EticaAI / hxltm

HXLTM - Multilingual Terminology in Humanitarian Language Exchange.TBX, TMX, XLIFF, UTX, XML, CSV, Excel XLSX, Google Sheets, (...)
https://hxltm.etica.ai
The Unlicense
0 stars 0 forks source link

`hxltmcli` (or equivalent cli): MVP of custom ouput based on template + HXLTM data as cli option (without need of Ruby) #4

Open fititnt opened 2 years ago

fititnt commented 2 years ago

The current hxltmcli, as documented on https://hdp.etica.ai/hxltm/archivum/, allows several exporters of the complete dataset.
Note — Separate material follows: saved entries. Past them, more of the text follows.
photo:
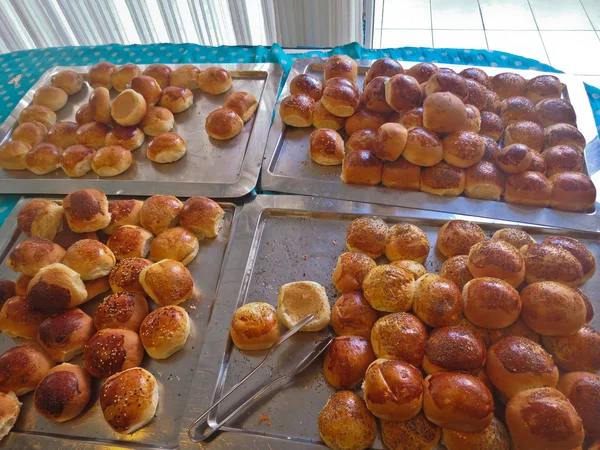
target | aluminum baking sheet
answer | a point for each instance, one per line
(288, 168)
(174, 375)
(282, 239)
(225, 169)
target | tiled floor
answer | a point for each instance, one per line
(563, 33)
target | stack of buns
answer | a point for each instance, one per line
(434, 130)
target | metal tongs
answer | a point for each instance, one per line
(301, 366)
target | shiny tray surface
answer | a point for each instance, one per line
(216, 168)
(288, 168)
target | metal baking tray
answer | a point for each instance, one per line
(282, 239)
(174, 375)
(288, 168)
(225, 169)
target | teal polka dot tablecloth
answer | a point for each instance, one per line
(20, 70)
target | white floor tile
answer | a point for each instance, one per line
(523, 43)
(573, 51)
(507, 15)
(406, 38)
(459, 39)
(456, 15)
(406, 14)
(560, 15)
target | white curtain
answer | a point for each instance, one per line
(27, 24)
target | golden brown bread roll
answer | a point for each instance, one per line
(125, 276)
(345, 423)
(528, 188)
(33, 254)
(352, 315)
(160, 72)
(129, 399)
(509, 84)
(18, 318)
(22, 368)
(543, 419)
(254, 326)
(64, 335)
(399, 336)
(347, 360)
(308, 85)
(454, 349)
(497, 259)
(457, 401)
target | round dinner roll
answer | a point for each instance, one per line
(125, 276)
(389, 288)
(563, 134)
(399, 336)
(22, 368)
(454, 349)
(130, 241)
(552, 309)
(406, 241)
(165, 331)
(555, 110)
(352, 315)
(350, 271)
(491, 302)
(185, 76)
(572, 191)
(508, 84)
(18, 318)
(160, 212)
(544, 86)
(456, 237)
(543, 419)
(326, 147)
(423, 147)
(158, 120)
(214, 80)
(166, 148)
(308, 85)
(547, 262)
(515, 364)
(123, 212)
(443, 179)
(167, 282)
(393, 390)
(437, 301)
(110, 351)
(63, 393)
(101, 75)
(457, 401)
(160, 72)
(298, 299)
(129, 399)
(121, 310)
(345, 423)
(444, 112)
(176, 99)
(33, 254)
(254, 326)
(347, 360)
(41, 218)
(341, 97)
(582, 389)
(64, 335)
(497, 259)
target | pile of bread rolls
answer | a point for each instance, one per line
(446, 133)
(75, 251)
(105, 132)
(502, 329)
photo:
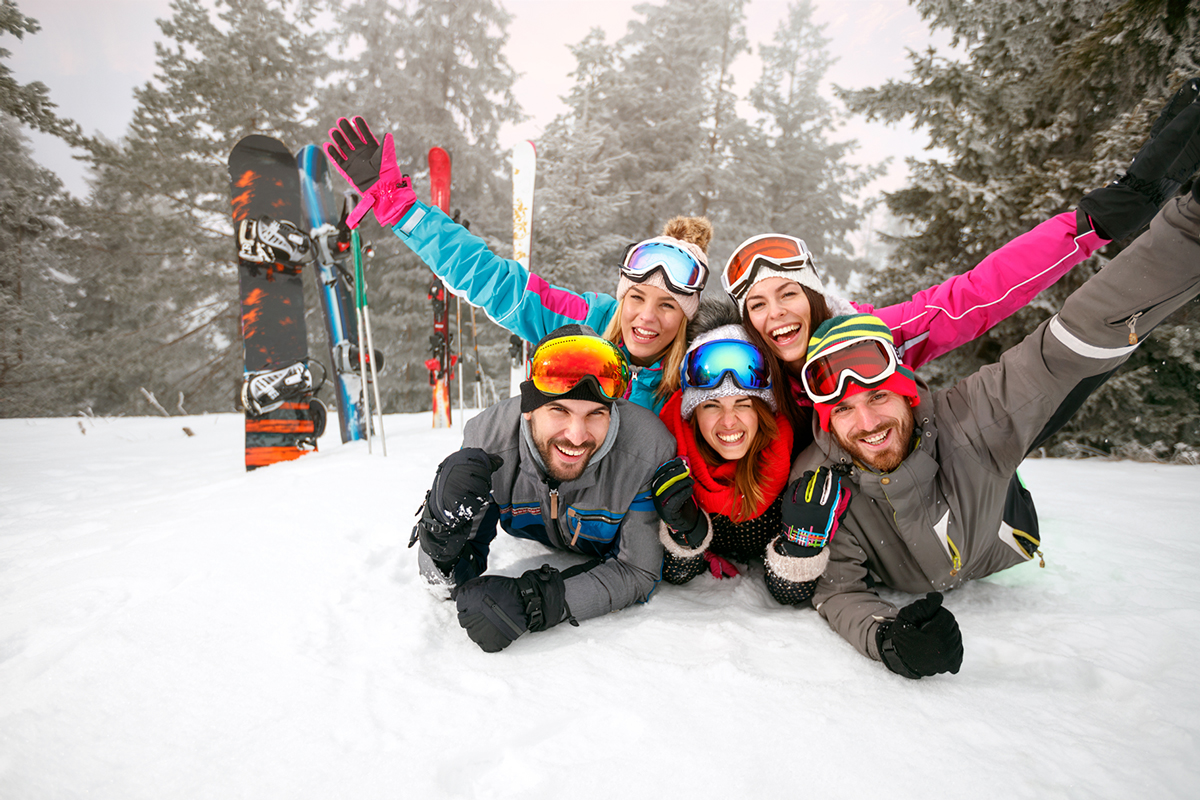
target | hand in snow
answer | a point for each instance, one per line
(462, 486)
(923, 641)
(461, 489)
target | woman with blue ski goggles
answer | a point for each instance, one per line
(724, 498)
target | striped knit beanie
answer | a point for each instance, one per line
(840, 330)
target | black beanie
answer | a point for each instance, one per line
(588, 390)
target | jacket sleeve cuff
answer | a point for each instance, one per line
(408, 222)
(679, 551)
(796, 570)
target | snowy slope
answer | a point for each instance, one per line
(169, 630)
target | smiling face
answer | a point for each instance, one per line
(567, 432)
(779, 310)
(729, 425)
(649, 323)
(875, 427)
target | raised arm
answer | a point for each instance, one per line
(511, 295)
(949, 314)
(943, 317)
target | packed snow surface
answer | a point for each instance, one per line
(172, 626)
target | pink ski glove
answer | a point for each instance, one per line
(372, 168)
(719, 566)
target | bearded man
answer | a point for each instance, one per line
(929, 471)
(569, 464)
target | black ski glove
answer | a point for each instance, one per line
(461, 489)
(922, 641)
(496, 609)
(813, 506)
(672, 486)
(1171, 156)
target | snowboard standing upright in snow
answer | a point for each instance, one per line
(331, 241)
(282, 417)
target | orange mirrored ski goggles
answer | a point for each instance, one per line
(774, 251)
(558, 366)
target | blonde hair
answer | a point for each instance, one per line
(695, 230)
(671, 360)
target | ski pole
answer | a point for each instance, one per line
(457, 320)
(357, 248)
(361, 288)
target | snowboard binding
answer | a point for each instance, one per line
(265, 391)
(273, 241)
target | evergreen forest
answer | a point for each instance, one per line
(130, 293)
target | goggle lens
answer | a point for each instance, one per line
(681, 268)
(784, 252)
(707, 366)
(559, 365)
(868, 361)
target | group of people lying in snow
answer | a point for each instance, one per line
(659, 437)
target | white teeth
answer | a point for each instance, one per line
(779, 332)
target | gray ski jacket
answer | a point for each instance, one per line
(606, 513)
(936, 521)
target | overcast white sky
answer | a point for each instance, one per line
(93, 53)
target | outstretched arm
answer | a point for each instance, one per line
(949, 314)
(943, 317)
(513, 296)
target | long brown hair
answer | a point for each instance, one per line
(749, 468)
(801, 416)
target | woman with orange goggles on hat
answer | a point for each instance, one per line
(781, 300)
(771, 277)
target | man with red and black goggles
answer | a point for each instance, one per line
(849, 355)
(575, 364)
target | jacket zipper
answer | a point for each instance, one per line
(1132, 323)
(553, 498)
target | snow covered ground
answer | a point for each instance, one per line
(172, 626)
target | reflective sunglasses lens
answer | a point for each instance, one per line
(868, 360)
(707, 365)
(559, 365)
(681, 266)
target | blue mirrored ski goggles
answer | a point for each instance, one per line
(706, 366)
(683, 271)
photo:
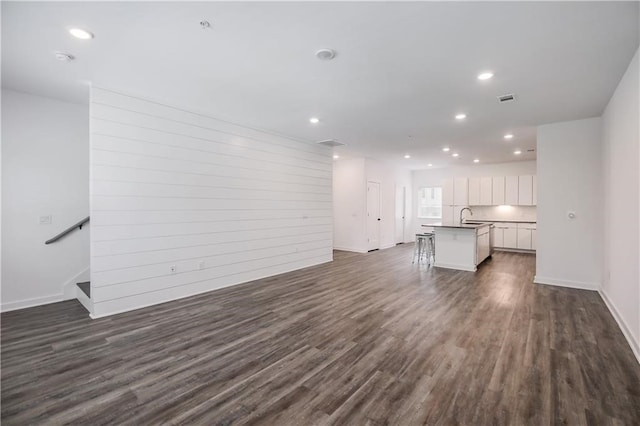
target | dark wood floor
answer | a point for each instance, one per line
(367, 339)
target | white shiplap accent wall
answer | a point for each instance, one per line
(224, 203)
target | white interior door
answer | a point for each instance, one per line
(373, 216)
(401, 197)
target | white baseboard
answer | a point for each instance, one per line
(455, 266)
(635, 346)
(84, 300)
(30, 303)
(69, 288)
(566, 283)
(351, 249)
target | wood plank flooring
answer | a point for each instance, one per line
(369, 339)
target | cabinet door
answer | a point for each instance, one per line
(461, 191)
(456, 213)
(447, 214)
(511, 190)
(474, 191)
(510, 238)
(534, 239)
(498, 237)
(447, 192)
(524, 238)
(498, 190)
(525, 190)
(482, 247)
(486, 191)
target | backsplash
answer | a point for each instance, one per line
(518, 213)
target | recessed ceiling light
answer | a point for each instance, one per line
(64, 57)
(326, 54)
(81, 34)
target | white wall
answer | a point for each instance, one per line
(434, 177)
(350, 177)
(388, 178)
(45, 171)
(223, 203)
(570, 180)
(621, 162)
(350, 205)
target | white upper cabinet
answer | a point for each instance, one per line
(447, 192)
(486, 192)
(490, 191)
(498, 190)
(525, 190)
(511, 190)
(474, 191)
(461, 191)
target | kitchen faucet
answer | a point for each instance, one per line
(462, 211)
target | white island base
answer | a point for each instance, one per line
(461, 247)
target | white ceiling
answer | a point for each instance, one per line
(402, 70)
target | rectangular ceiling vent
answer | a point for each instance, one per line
(510, 97)
(330, 142)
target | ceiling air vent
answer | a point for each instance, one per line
(510, 97)
(330, 142)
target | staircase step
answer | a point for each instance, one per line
(86, 288)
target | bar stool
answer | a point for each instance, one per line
(424, 248)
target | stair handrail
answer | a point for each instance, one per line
(68, 230)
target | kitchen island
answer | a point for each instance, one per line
(462, 246)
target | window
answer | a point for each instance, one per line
(430, 202)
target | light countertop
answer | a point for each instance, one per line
(456, 224)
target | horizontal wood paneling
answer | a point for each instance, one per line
(162, 242)
(221, 202)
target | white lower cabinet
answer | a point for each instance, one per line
(497, 236)
(533, 239)
(483, 244)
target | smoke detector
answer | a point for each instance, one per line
(509, 97)
(325, 54)
(64, 57)
(330, 142)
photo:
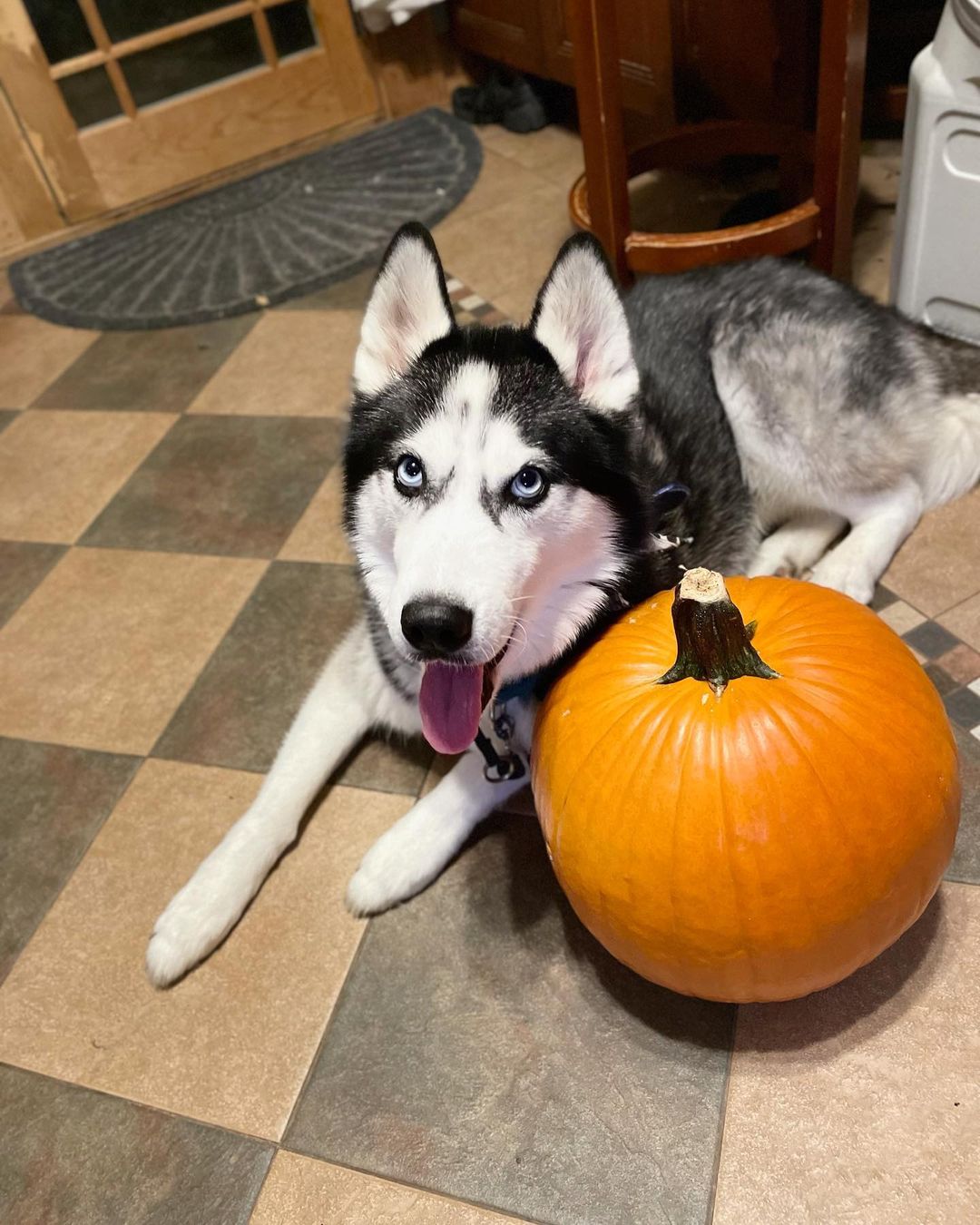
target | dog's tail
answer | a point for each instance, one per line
(955, 459)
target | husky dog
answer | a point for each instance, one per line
(508, 492)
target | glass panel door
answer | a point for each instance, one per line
(156, 93)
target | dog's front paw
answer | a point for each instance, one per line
(405, 860)
(193, 924)
(848, 576)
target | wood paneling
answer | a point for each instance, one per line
(44, 116)
(192, 135)
(175, 142)
(27, 209)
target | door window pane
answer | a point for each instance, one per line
(90, 97)
(192, 62)
(122, 18)
(60, 27)
(291, 28)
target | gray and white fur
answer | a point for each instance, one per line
(504, 496)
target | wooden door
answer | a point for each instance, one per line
(124, 100)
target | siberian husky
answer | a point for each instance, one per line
(510, 492)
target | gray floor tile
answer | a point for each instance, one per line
(965, 864)
(244, 701)
(486, 1047)
(73, 1157)
(22, 566)
(158, 371)
(54, 801)
(231, 485)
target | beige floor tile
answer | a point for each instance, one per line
(59, 469)
(938, 566)
(103, 651)
(501, 181)
(518, 301)
(299, 1191)
(34, 354)
(881, 171)
(902, 616)
(554, 151)
(860, 1104)
(507, 247)
(871, 260)
(231, 1043)
(294, 363)
(318, 535)
(965, 622)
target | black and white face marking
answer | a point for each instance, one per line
(486, 472)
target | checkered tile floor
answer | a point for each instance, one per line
(172, 574)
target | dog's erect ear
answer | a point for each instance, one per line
(408, 309)
(580, 320)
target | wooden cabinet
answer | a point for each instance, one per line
(532, 37)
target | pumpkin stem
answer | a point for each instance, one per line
(713, 642)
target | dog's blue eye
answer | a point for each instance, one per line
(409, 473)
(529, 484)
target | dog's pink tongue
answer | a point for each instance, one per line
(451, 703)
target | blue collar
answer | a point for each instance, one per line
(524, 688)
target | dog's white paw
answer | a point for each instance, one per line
(403, 861)
(193, 924)
(849, 576)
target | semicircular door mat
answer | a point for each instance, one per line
(279, 234)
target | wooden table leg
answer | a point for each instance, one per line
(592, 27)
(843, 45)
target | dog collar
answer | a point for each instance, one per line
(499, 767)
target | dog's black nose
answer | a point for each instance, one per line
(436, 627)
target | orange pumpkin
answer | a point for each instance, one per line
(746, 819)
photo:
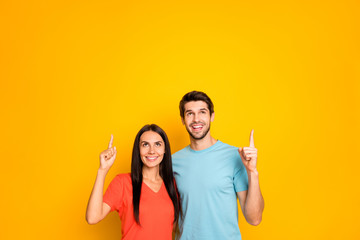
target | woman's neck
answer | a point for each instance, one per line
(151, 174)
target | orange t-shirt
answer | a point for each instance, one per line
(156, 211)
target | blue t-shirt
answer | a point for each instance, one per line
(208, 181)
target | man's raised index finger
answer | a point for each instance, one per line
(252, 138)
(111, 139)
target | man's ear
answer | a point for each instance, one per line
(212, 117)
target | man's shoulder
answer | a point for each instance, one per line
(181, 152)
(226, 146)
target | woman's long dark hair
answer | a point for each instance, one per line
(165, 171)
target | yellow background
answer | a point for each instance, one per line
(73, 72)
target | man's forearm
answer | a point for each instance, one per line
(254, 204)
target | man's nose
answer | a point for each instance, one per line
(196, 117)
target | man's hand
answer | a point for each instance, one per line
(249, 155)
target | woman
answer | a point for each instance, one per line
(146, 199)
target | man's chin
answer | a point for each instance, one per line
(198, 136)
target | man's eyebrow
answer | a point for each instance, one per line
(201, 109)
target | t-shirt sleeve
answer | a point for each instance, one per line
(114, 193)
(240, 176)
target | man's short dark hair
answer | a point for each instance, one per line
(195, 96)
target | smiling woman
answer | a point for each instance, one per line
(146, 199)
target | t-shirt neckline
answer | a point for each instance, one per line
(218, 142)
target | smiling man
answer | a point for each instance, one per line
(211, 175)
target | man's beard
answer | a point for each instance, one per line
(198, 138)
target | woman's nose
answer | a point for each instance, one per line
(151, 149)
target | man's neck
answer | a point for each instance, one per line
(202, 144)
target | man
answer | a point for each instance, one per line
(210, 175)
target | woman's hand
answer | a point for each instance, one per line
(108, 156)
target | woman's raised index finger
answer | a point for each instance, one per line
(252, 138)
(111, 139)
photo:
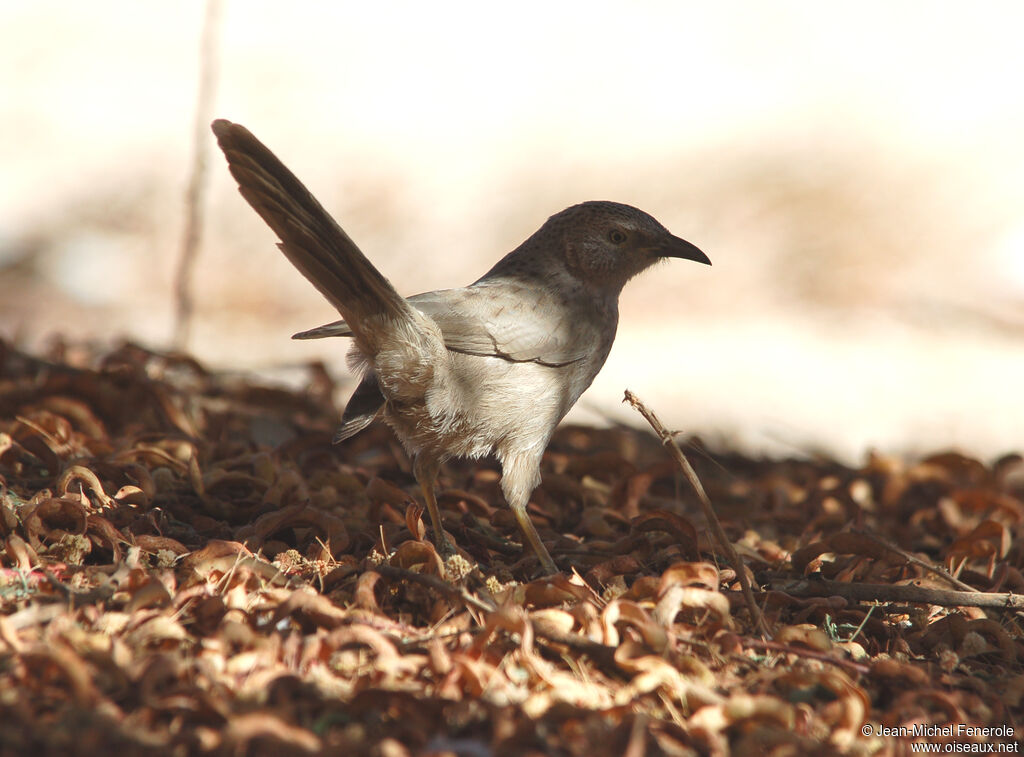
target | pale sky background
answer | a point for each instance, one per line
(854, 171)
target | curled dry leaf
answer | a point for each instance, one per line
(140, 502)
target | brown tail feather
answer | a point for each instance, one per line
(310, 238)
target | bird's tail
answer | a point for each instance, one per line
(313, 241)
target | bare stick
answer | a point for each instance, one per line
(914, 560)
(716, 526)
(197, 177)
(899, 593)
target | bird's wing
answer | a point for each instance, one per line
(493, 322)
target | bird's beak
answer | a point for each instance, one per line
(676, 247)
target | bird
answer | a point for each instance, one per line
(491, 368)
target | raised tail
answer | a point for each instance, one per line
(312, 240)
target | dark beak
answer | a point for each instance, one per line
(676, 247)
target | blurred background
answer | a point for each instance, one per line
(856, 174)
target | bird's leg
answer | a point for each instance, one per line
(526, 527)
(425, 469)
(520, 475)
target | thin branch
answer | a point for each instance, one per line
(914, 560)
(709, 510)
(197, 178)
(899, 593)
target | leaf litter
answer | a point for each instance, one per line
(189, 565)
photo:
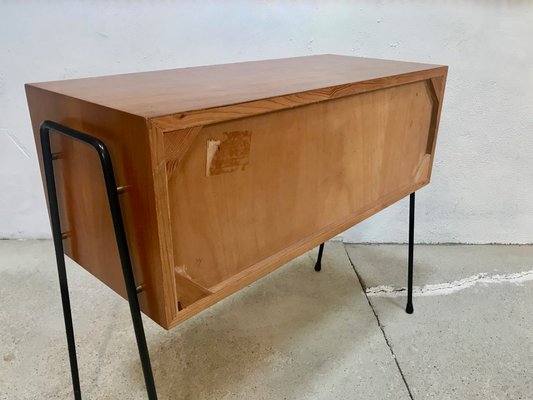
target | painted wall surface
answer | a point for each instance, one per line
(482, 188)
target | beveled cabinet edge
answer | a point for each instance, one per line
(169, 150)
(160, 180)
(182, 120)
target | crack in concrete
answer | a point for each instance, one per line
(440, 289)
(380, 326)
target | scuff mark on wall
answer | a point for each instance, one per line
(17, 144)
(446, 288)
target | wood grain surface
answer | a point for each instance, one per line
(233, 170)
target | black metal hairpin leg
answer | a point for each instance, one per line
(409, 308)
(318, 265)
(122, 244)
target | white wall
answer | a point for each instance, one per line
(482, 188)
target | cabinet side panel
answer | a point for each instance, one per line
(85, 214)
(249, 194)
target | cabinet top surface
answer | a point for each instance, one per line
(159, 93)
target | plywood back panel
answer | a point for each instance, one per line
(247, 189)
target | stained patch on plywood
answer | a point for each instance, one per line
(229, 154)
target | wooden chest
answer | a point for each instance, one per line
(230, 171)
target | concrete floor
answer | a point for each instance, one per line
(296, 334)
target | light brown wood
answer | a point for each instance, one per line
(233, 170)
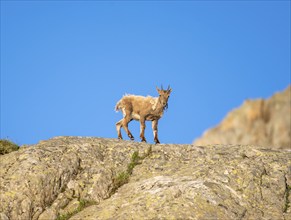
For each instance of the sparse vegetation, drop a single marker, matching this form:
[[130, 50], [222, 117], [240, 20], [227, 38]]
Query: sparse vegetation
[[7, 146], [287, 202], [82, 205], [123, 177]]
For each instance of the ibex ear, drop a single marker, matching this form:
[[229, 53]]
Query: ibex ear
[[158, 89]]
But some of the "more basic" functionality of https://github.com/HXL-CPLP/Auxilium-Humanitarium-API / https://hapi.etica.ai/, were is possible to use the HXLTM as terms to create custom formats, still need to use Ruby code.

Either the Hapi or the hxltmcli (or a new cli) must be able to allow the extra fields (like the term definitions) to be used on templates.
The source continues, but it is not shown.